Quinn: Right now, we are working with Republic, which is the AngelList spinoff. The unique quality of their platform and what they're doing is that they're focusing on minority and female-founded businesses, or businesses with a social purpose. So, it’s really great because it taps into all those investors out there who got into the crowdfunding space, not just because they wanted to potentially make a return on their investment, but also because they have a sense of community and giving back. I think it taps into the crowdfunding ethos, in the vein of something like GoFundMe and those types of sites where people can give money toward some charitable or beneficial cause. It kind of marries those two things together. I think that they're really onto something. It’s a great concept.

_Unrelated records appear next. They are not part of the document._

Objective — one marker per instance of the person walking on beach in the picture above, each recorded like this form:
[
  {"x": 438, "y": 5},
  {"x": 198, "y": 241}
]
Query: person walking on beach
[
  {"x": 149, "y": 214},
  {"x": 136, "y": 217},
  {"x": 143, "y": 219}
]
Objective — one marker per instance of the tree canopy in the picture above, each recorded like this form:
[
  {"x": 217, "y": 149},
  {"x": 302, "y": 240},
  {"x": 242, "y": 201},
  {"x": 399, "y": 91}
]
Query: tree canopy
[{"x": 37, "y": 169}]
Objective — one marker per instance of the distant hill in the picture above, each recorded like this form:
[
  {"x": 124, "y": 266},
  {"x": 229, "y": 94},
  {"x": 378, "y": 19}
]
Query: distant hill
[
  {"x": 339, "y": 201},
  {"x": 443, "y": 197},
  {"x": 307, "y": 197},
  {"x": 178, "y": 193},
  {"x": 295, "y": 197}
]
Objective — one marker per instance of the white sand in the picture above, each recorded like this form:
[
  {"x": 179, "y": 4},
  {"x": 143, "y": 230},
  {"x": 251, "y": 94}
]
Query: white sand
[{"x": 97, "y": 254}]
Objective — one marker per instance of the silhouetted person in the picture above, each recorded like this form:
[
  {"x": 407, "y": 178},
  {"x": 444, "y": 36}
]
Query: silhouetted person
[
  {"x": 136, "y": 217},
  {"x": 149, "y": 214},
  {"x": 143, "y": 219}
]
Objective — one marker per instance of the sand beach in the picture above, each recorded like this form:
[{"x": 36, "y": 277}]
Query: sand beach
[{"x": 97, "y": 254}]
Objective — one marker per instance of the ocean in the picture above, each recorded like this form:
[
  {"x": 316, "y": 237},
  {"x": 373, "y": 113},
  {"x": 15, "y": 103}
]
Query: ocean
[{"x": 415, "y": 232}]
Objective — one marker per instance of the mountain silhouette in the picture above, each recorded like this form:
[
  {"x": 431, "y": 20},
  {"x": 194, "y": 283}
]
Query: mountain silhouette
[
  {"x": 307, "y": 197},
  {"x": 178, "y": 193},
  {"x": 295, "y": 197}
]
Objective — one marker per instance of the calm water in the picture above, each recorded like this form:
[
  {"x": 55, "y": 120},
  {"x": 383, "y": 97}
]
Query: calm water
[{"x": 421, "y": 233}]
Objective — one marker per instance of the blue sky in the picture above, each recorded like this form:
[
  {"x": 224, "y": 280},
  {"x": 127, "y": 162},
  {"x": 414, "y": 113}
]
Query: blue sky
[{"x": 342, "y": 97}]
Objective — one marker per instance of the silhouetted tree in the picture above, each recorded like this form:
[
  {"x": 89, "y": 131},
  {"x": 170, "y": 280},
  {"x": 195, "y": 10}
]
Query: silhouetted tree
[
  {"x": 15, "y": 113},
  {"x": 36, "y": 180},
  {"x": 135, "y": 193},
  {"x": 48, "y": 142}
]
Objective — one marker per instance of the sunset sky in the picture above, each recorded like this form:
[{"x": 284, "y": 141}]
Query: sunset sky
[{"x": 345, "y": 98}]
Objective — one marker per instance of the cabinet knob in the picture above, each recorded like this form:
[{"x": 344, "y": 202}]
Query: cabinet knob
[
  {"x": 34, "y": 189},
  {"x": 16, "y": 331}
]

Another partner is Indiegogo, which is basically the founder of crowdfunding. They’re the very first crowdfunding site, and now one of the largest crowdfunding platforms in the world. They recently launched their Title III platform, and all issuers on their site use iDisclose. Our other partner is Funding Wonder, which is a brand-new platform that hasn’t launched yet. But they are focused on small business loans, and that’s a really interesting area. I think they've got a lot of potential there because they're kind of taking on the role that local and regional banks used to play. Today, a lot of banks have been acquired by the bigger banks, or they are so buried in Dodd-Frank regulations that they can’t even approach these types of loans and credits. So, they're really filling that gap. I think that they have an excellent model, and I’m hoping that they get some traction from it as well.

EQ: Republic, Funding Wonder, Indiegogo - these are all very different types of platforms. Equity crowdfunding has been championed as the democratization of capital, and with that comes a very diverse set of offerings and platforms. There are a lot of niche platforms coming out and appealing to the different needs of people, whether they’re financially or altruistically oriented. So, if this market ends up becoming more niche-oriented, do you believe you’re positioned to benefit from that?

Quinn: Definitely. That’s what’s great about technology. The way our system works is that the devil is in the details, and we are equipped to handle any type of security that’s offered from any type of company that wants to offer it. So, whether it’s a corporation or an LLC, or eventually some type of partnership or trust, we have the mechanisms in place to address those issues.

EQ: Lastly, are there any exciting news at iDisclose that we should look out for in the near future?

Quinn: We've got some awesome products in the pipeline, and some things that we think are going to help issuers and law firms, frankly, with the SEC process. People who have actually filed documents with the SEC know what a painful cost it can be, and we're working to streamline that process. We're talking about all types of transactions. For instance, forms for private placements and things that all filers have to go through that are a pain in the butt, we're going to make a lot easier.